Mas desejava uma ultima vez tocar os lábios que ofereciam aquele nostálgico sorriso de tempos felizes.

Mas o que ele estava pensando? Levantou-se bruscamente para afastar esses fantasmas de sua mente.

A morte levou o seu sorriso embora.

Agora só havia dores quase cicatrizadas em seu coração. Sim, quase.

Afinal ele tinha família, filhos e uma esposa. Não tinha tempo para remoer dores do passado.

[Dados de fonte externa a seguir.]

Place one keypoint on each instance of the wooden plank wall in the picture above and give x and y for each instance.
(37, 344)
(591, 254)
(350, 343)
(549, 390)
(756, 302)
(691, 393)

Que maldita festa, pensava exaurido.

- Inoue, está me esperando... – Pegou o paletó molhado, jogando-o no ombro, meditava na idiotice de ter se dado ao luxo de reviver tudo aquilo novamente.

- Então você realmente me esqueceu, Ichigo...

Aquela voz. Forte e ao mesmo tempo tão doce voz, o despertou subitamente do transe em que se encontrava... Era ela. O seu sorriso.

- Você!

As mãos gélidas da pequena garota tocavam a face molhada de Ichigo. O pequeno vestido branco esvoaçava-se ainda mais e um sopro de vento frio gelou a alma do ruivo.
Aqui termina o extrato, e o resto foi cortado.